Política
Parlamentares enviam R$ 550 milhões para fora dos seus Estados; STF tenta frear prática
Em 2024, R$ 252 milhões foram destinados por deputados e senadores a Estados pelos quais não foram eleitos.
Deputados federais e senadores destinaram, nos últimos quatro anos, mais de R$ 550 milhões em emendas parlamentares a Estados diferentes daqueles pelos quais foram eleitos. Somente em 2024, os repasses interestaduais somaram R$ 252 milhões, revelando uma prática que, embora legal, acende alertas sobre a transparência, controle e efetividade na aplicação dos recursos públicos.

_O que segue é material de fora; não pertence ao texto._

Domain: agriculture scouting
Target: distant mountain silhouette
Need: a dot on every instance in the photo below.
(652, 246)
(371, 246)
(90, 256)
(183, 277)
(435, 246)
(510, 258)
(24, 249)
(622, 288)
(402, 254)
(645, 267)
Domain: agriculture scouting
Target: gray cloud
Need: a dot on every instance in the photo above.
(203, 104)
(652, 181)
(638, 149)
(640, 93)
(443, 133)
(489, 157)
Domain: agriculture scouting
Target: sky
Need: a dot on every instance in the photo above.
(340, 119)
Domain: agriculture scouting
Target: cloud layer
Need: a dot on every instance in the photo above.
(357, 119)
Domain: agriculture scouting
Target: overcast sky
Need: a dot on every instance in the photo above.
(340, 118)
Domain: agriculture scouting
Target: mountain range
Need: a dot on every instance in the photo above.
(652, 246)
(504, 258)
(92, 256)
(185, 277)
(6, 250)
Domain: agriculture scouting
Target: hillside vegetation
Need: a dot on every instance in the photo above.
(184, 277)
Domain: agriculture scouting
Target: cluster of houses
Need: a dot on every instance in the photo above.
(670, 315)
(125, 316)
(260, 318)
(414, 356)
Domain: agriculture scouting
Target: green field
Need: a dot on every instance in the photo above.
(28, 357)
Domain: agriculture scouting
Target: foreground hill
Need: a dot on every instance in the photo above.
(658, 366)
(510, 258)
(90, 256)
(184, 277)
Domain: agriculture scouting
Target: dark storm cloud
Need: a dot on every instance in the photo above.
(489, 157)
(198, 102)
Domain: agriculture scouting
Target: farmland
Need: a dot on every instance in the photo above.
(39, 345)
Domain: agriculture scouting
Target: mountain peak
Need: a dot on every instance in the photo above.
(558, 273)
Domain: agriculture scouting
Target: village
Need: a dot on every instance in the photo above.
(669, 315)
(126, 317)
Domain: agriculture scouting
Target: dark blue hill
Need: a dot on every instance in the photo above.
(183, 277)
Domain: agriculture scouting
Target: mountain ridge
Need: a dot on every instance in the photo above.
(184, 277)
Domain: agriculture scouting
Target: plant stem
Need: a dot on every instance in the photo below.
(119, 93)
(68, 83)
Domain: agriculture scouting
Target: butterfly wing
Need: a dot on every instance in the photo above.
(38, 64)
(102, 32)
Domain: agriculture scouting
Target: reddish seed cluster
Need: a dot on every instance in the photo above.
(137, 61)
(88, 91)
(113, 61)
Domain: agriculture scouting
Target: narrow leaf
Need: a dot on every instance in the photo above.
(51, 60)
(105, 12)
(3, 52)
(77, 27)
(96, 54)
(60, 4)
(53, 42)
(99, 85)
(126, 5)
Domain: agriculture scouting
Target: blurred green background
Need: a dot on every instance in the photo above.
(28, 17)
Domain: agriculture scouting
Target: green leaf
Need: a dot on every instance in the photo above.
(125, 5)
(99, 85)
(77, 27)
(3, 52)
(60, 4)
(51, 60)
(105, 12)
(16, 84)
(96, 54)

O levantamento, inédito, foi realizado pela plataforma Central das Emendas, em parceria com pesquisadores da Universidade de Harvard. Ele considerou apenas as emendas individuais — mecanismo pelo qual cada parlamentar pode indicar diretamente a destinação de verbas do Orçamento Federal.
As bancadas do Distrito Federal e da Bahia lideram esse movimento: juntas, enviaram R$ 70 milhões para fora de seus redutos eleitorais. O Distrito Federal repassou R$ 39 milhões, enquanto a Bahia destinou R$ 31 milhões a outros Estados. Entre os principais destinos das emendas interestaduais estão São Paulo, que recebeu R$ 87 milhões, e o Rio de Janeiro, que recebeu R$ 37,8 milhões — ambos sem ligação direta com a base eleitoral dos parlamentares que enviaram os recursos.
Para Bruno Bondarovsky, pesquisador de Harvard e idealizador da Central das Emendas, a prática enfraquece o argumento de que as emendas servem para atender demandas locais, levantando suspeitas sobre acordos políticos e uso estratégico das verbas.
“Esses R$ 252 milhões poderiam bancar centenas de obras públicas. Esse dinheiro, na prática, influencia alianças e favorece interesses que nem sempre são transparentes para a população”, afirma.
A diretora da Transparência Brasil, Maria Atoji, reforça a crítica.
“O problema não é apenas o destino. É o fato de o dinheiro sair sem critério técnico, sem plano e sem integração com políticas públicas de escala. Isso aprofunda distorções federativas e enfraquece o planejamento nacional”, explica.
O caso do Acre ilustra a distorção: mesmo sendo um dos Estados com maior carência estrutural, seus parlamentares destinaram R$ 6,8 milhões em emendas para São Paulo. Situação semelhante ocorreu com parlamentares do Tocantins, que transferiram R$ 18,2 milhões para o Estado mais rico do país.
Segundo Humberto Alencar, analista de planejamento e orçamento do Ministério do Planejamento, o uso das emendas para beneficiar outras regiões pode representar renúncia a investimentos urgentes nas cidades de origem dos parlamentares. “Para cidades pequenas, um repasse de R$ 1 milhão muda o jogo. Quando esse dinheiro vai para fora, perde-se a conexão com quem realmente precisa e votou nesses representantes”, argumenta.
Em resposta às distorções, o Supremo Tribunal Federal (STF) interveio. Em agosto de 2024, o ministro Flávio Dino determinou que parlamentares não podem mais enviar emendas Pix — modalidade de repasse direto sem necessidade de justificativa prévia — para fora de seus Estados de origem. A medida busca garantir maior transparência e rastreabilidade na execução dessas verbas.
Ainda assim, especialistas apontam que as brechas permanecem. “Mesmo com os limites do Supremo, a lógica dos repasses continua favorecendo interesses subjetivos e alianças pontuais. É preciso repensar o modelo de emendas”, conclui Alencar.